NYS director, Rev Adinhair Jones, told JIS News that the young people were employed to government and private sector agencies for three weeks during July and August. He said they performed various tasks including clerical work, data entry and filing, and participated in environmental projects, such as beach-cleaning in Pagee, St Mary.
A sum of $36.1 million was spent to pay the students’ salaries of between $2,500 and $3,000 per week, the NYS director said.
The summer employment programme was introduced by Prime Minister PJ Patterson in 2000, and is designed to assist students with back-to-school expenses, while introducing them to the work world.
The NYS also offers a training component and according to Rev Jones, 276 young persons recently completed training in early childhood education. Upon graduation, he said, they would be employed as teacher-aides in day care centres as well as basic and primary schools up to grade three.
A number of the graduates, he added, would become roving caregivers, providing home-based support to mothers who work outside of the home.
“All of this is to effect early stimulation for the children so that their own awareness and growth could be assisted,” he said.
Rev Jones added that this month, a batch of 300 trainees would be enrolled in a one-month programme for clerical administration at Cobbla in Spaulding, Clarendon. At the end of the programme, 75 per cent of the participants would be placed in government agencies, with the remaining 25 per cent employed to the private sector.
“We are now enlisting volunteers at the parish level to work in education, promotions in terms of lifestyle issues, peace development in terms of areas seen as dangerous, and in mentoring,” he explained.
He said persons with these skills and who wished to be involved in the programme could apply.
Meanwhile, Rev Jones told JIS News that the NYS was behind in its training schedule compared to last year and to attract more youngsters, a series of Youth Opportunity Fairs were being staged island wide.

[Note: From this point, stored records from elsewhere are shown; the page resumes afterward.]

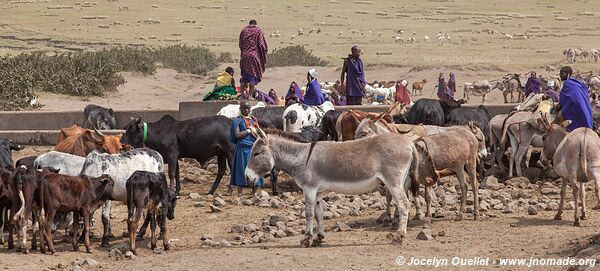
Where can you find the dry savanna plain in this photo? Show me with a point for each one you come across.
(411, 40)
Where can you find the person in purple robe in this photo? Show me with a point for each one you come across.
(263, 97)
(353, 77)
(444, 92)
(533, 85)
(574, 101)
(294, 94)
(550, 91)
(452, 83)
(313, 95)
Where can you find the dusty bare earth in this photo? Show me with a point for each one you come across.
(505, 232)
(472, 54)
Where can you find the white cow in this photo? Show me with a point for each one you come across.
(68, 164)
(120, 167)
(233, 110)
(298, 116)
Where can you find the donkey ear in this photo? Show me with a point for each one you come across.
(262, 133)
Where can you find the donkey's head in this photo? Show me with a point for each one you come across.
(481, 149)
(261, 159)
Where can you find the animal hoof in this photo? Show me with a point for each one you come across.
(318, 241)
(395, 238)
(306, 242)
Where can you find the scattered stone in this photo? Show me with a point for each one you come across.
(90, 262)
(237, 228)
(549, 191)
(276, 218)
(207, 243)
(214, 209)
(532, 210)
(263, 194)
(439, 213)
(280, 225)
(116, 254)
(250, 228)
(341, 226)
(425, 234)
(491, 182)
(236, 201)
(280, 234)
(291, 232)
(552, 206)
(194, 196)
(219, 202)
(207, 236)
(129, 255)
(225, 243)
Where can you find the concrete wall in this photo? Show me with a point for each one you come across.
(39, 120)
(41, 128)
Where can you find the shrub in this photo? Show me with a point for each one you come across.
(293, 55)
(226, 57)
(183, 58)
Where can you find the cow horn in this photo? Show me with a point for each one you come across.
(98, 132)
(262, 133)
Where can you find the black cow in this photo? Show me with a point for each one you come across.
(424, 111)
(311, 134)
(26, 161)
(6, 148)
(5, 200)
(99, 118)
(199, 138)
(149, 190)
(328, 124)
(269, 117)
(480, 116)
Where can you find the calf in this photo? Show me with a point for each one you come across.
(26, 161)
(149, 190)
(5, 199)
(120, 167)
(68, 164)
(451, 151)
(6, 148)
(98, 117)
(328, 124)
(25, 185)
(81, 195)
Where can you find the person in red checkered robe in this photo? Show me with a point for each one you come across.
(253, 57)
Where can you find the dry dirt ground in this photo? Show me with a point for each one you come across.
(473, 53)
(497, 235)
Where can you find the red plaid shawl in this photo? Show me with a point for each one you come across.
(254, 51)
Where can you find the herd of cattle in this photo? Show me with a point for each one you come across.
(88, 169)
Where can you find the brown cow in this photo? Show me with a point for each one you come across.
(348, 121)
(149, 190)
(419, 86)
(80, 141)
(25, 187)
(81, 195)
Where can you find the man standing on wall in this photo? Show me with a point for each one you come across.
(253, 57)
(355, 83)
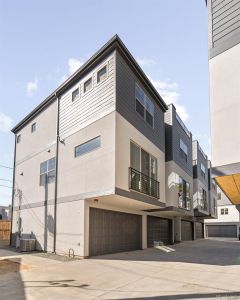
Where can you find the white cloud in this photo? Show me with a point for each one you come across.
(74, 64)
(5, 122)
(146, 61)
(32, 87)
(169, 91)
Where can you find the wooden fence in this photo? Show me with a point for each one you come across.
(5, 229)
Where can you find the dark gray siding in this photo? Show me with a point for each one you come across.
(125, 104)
(173, 133)
(224, 25)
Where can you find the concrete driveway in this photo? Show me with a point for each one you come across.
(204, 269)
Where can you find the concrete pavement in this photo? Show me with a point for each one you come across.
(204, 269)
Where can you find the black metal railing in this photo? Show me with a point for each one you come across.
(184, 202)
(143, 184)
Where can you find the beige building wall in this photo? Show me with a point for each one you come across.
(225, 106)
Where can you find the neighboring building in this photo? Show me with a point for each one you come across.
(5, 212)
(224, 68)
(228, 222)
(89, 168)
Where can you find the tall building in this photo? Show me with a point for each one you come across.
(224, 68)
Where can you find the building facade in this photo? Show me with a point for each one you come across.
(224, 70)
(91, 174)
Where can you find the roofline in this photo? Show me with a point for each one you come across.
(114, 43)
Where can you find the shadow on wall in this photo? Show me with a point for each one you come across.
(224, 295)
(209, 252)
(14, 288)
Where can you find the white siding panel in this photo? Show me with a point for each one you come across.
(89, 107)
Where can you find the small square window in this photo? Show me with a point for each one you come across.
(18, 138)
(87, 85)
(102, 74)
(33, 127)
(75, 94)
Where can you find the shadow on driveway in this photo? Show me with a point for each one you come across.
(209, 252)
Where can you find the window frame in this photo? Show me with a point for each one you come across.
(89, 78)
(88, 141)
(140, 158)
(19, 138)
(33, 127)
(78, 97)
(144, 106)
(99, 69)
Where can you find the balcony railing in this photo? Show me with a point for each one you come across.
(184, 203)
(143, 184)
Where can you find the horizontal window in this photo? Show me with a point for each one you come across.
(88, 146)
(144, 106)
(75, 94)
(47, 171)
(87, 85)
(33, 127)
(102, 74)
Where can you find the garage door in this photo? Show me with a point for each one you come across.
(111, 232)
(199, 230)
(222, 230)
(186, 230)
(158, 229)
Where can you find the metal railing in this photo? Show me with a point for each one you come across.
(143, 184)
(184, 203)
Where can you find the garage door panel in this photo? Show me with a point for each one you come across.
(198, 230)
(222, 230)
(112, 231)
(186, 230)
(158, 229)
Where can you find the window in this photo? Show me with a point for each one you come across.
(47, 171)
(102, 74)
(18, 138)
(144, 106)
(224, 211)
(183, 193)
(87, 85)
(143, 171)
(75, 94)
(33, 127)
(88, 146)
(183, 150)
(203, 170)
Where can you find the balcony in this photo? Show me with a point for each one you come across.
(142, 183)
(184, 203)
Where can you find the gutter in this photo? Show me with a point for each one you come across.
(56, 175)
(13, 187)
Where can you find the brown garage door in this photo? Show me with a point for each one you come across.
(186, 230)
(199, 230)
(158, 229)
(112, 232)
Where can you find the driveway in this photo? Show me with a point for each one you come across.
(203, 269)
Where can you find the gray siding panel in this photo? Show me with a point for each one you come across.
(125, 104)
(224, 29)
(90, 106)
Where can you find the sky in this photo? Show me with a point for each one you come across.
(42, 42)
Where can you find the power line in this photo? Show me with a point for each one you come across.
(6, 186)
(6, 167)
(5, 180)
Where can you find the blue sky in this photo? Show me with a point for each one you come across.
(42, 42)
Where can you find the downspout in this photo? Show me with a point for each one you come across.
(13, 187)
(56, 176)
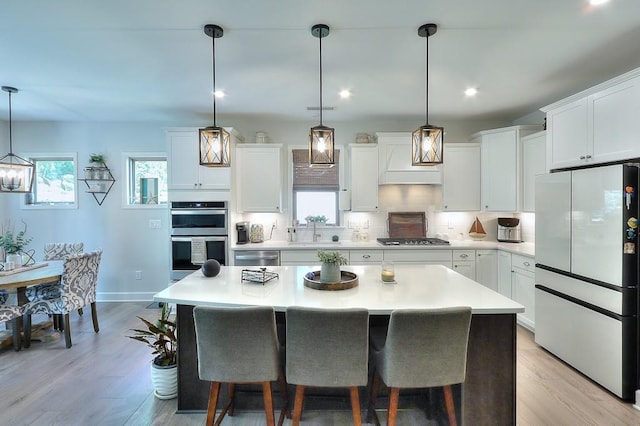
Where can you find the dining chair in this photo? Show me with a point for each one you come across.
(423, 348)
(327, 348)
(11, 313)
(77, 289)
(239, 345)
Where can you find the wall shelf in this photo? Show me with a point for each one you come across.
(99, 181)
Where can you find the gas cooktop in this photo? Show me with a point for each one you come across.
(412, 242)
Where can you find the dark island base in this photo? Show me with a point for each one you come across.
(488, 395)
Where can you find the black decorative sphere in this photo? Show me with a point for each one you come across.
(211, 268)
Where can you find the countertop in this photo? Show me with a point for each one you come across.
(525, 249)
(418, 286)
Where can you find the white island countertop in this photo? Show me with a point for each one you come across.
(418, 286)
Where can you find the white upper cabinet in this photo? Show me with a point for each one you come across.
(595, 126)
(259, 178)
(533, 163)
(461, 177)
(500, 168)
(184, 169)
(363, 160)
(394, 162)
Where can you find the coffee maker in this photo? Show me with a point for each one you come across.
(242, 229)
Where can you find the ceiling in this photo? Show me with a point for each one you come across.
(149, 60)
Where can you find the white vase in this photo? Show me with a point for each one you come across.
(330, 273)
(165, 381)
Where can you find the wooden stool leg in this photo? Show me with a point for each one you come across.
(394, 394)
(297, 405)
(448, 401)
(213, 401)
(268, 403)
(355, 405)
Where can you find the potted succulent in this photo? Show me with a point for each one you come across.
(13, 243)
(330, 268)
(161, 337)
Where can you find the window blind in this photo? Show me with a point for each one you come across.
(306, 178)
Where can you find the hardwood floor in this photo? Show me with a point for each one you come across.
(104, 380)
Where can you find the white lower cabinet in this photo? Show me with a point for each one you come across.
(523, 288)
(464, 262)
(487, 268)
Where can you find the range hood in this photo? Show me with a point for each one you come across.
(394, 162)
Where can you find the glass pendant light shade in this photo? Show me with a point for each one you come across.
(16, 173)
(215, 147)
(321, 137)
(427, 146)
(321, 147)
(215, 142)
(427, 142)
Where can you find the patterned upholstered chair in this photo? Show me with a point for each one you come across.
(77, 289)
(11, 313)
(53, 251)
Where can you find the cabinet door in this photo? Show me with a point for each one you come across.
(533, 163)
(504, 273)
(523, 285)
(466, 268)
(487, 268)
(567, 138)
(259, 178)
(364, 178)
(461, 178)
(615, 113)
(499, 171)
(184, 169)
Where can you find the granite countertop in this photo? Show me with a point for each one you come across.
(525, 249)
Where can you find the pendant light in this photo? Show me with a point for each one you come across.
(321, 137)
(214, 141)
(16, 173)
(427, 141)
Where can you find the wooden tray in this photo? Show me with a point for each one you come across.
(348, 280)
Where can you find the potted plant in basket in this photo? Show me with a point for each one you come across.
(161, 337)
(13, 243)
(330, 268)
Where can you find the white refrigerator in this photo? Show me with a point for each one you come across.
(586, 297)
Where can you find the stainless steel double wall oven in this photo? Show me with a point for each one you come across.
(195, 221)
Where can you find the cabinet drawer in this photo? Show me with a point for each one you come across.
(464, 255)
(418, 255)
(365, 256)
(523, 262)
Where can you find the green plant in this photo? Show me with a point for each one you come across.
(332, 257)
(96, 158)
(13, 243)
(161, 337)
(317, 219)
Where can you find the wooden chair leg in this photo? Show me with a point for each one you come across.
(17, 344)
(355, 406)
(448, 401)
(297, 405)
(94, 317)
(394, 394)
(67, 330)
(214, 391)
(26, 326)
(268, 403)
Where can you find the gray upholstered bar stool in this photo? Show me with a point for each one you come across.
(327, 348)
(238, 345)
(424, 348)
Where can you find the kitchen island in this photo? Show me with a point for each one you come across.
(488, 394)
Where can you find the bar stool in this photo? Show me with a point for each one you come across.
(238, 345)
(424, 348)
(327, 348)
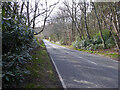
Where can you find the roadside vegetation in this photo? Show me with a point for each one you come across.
(88, 26)
(42, 72)
(25, 61)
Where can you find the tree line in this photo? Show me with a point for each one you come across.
(84, 20)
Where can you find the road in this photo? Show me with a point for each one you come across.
(82, 70)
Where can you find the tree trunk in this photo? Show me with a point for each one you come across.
(86, 26)
(100, 29)
(28, 17)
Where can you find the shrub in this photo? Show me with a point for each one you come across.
(17, 40)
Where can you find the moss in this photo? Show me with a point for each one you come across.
(41, 69)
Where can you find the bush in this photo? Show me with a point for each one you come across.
(95, 42)
(17, 40)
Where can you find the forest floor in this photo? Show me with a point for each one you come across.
(42, 72)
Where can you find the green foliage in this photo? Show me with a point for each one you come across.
(95, 42)
(17, 41)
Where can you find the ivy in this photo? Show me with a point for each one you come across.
(17, 41)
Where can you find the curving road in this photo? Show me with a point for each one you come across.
(82, 70)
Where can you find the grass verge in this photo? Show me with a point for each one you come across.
(42, 72)
(103, 52)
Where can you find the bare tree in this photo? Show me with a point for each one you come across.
(100, 29)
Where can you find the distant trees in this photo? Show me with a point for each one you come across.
(87, 19)
(36, 10)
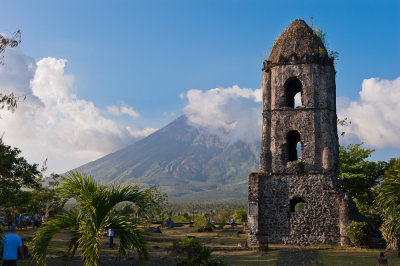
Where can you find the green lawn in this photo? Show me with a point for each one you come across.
(225, 244)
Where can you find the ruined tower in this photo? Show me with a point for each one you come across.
(295, 197)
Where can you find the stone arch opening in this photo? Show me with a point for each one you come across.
(297, 204)
(293, 145)
(293, 92)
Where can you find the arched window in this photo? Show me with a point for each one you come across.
(293, 145)
(292, 89)
(297, 204)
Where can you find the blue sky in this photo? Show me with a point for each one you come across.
(145, 54)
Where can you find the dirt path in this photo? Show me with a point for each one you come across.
(296, 257)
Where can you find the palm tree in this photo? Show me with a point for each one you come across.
(389, 201)
(92, 215)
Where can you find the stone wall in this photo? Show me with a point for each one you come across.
(317, 223)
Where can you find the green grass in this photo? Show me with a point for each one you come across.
(224, 243)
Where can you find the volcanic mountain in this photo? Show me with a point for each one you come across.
(186, 162)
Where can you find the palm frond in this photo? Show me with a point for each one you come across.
(131, 237)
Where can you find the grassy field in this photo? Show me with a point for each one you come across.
(224, 243)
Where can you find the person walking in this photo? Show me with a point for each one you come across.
(111, 235)
(12, 243)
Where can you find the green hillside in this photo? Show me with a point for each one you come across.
(187, 163)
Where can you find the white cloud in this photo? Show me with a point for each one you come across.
(233, 113)
(124, 109)
(53, 122)
(139, 133)
(375, 117)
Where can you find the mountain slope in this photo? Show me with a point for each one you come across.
(187, 163)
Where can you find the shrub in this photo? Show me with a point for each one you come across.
(240, 216)
(358, 233)
(196, 253)
(221, 217)
(187, 217)
(299, 207)
(202, 223)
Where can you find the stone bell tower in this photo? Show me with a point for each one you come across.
(295, 197)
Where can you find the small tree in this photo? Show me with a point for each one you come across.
(202, 223)
(187, 217)
(358, 233)
(359, 178)
(240, 216)
(92, 215)
(8, 101)
(389, 202)
(15, 173)
(222, 217)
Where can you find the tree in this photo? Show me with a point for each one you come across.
(9, 101)
(240, 216)
(359, 178)
(15, 173)
(389, 201)
(45, 196)
(92, 215)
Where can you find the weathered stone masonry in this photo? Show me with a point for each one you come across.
(299, 63)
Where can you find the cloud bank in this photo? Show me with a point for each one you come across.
(53, 122)
(375, 116)
(232, 113)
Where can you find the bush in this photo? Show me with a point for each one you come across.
(299, 207)
(187, 217)
(222, 217)
(196, 253)
(202, 223)
(240, 216)
(358, 233)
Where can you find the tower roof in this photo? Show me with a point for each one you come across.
(298, 43)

“They bring together young people, aged 17-29, who are not in school and who are not working,” he said, pointing out that the fairs were designed to showcase the training and job opportunities provided by the NYS and other state agencies.
Approximately 30,000 youngsters are being targeted under the programme, which started in August and is slated for completion by March 2004. Already, fairs have been held in St Elizabeth, Westmoreland and Portland.
Rev Jones explained that at these events, the youngsters were first assessed to ascertain their competence and for the NYS to determine how it could best meet their needs. Based on their requirements, they are given the option of joining the NYS, to seek vocational training with the HEART/NTA, or any other training institution, or attend the Jamaica Business Development Centre for entrepreneurial training.